A análise identificou no biênio 2019/2020 a comercialização de 174 toneladas de ouro em território nacional, das quais 69% originaram-se de concessões de lavras e 28% de permissões de lavra garimpeira. Desse total, ao menos 49 toneladas de ouro provieram de áreas com evidências de alguma forma de irregularidade. “Ao adquirirem ouro ilegal, de modo intencional ou não, DTVMs, pessoas físicas e empresas comerciais não autorizadas pelo Bacen a negociar com ouro terminam por retroalimentar a criminalidade mediante o financiamento de novas invasões de terras, aliciamento de indígenas, aquisição de maquinário de garimpo, aeronaves, combustíveis e até mesmo a contratação de milicianos armados, profissionais liberais e de lobistas para atuar no meio político em prol da liberação de mais áreas para a atividade”, narra a ação do MPF.

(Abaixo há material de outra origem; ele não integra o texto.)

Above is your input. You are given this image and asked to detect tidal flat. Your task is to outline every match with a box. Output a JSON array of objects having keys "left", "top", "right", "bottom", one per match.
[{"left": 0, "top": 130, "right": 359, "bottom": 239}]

“Além de amplamente noticiada, a atividade garimpeira vem provocando a contaminação dos indígenas por mercúrio em níveis alarmantes, bem superiores aos valores de segurança fixados pela Organização Mundial da Saúde, e comprometendo sua segurança alimentar e nutricional”, diz o MPF, que também informou à Justiça investigar diversas denúncias de exploração sexual de mulheres e crianças e de tráfico de armas e de drogas, associados à atividade garimpeira. O MPF afirma ainda o fortalecimento do crime organizado no território Munduruku. Nos últimos meses, a região de Jacareacanga (PA), onde se concentra a maior parte do povo indígena Munduruku, tem sido palco de conflitos cada vez mais violentos. “O fato de a União (por meio da FAB), por outro lado, conduzir mineradores ilegais e pessoas denunciadas por crimes para reuniões em Brasília, mas, ao mesmo tempo, se omitir e tolerar que indígenas contrários ao garimpo ilegal tivessem suas casas incendiadas e fossem impedidos de se locomover, às suas próprias expensas, para se manifestar na capital da República, para além de um simbolismo muito grande, revela uma plêiade de atos administrativos anti-isonômicos que coloca em proeminência os interesses de grupos econômicos em detrimento dos direitos existenciais dos povos indígenas, notadamente o povo Munduruku”, sustenta a ação do MPF.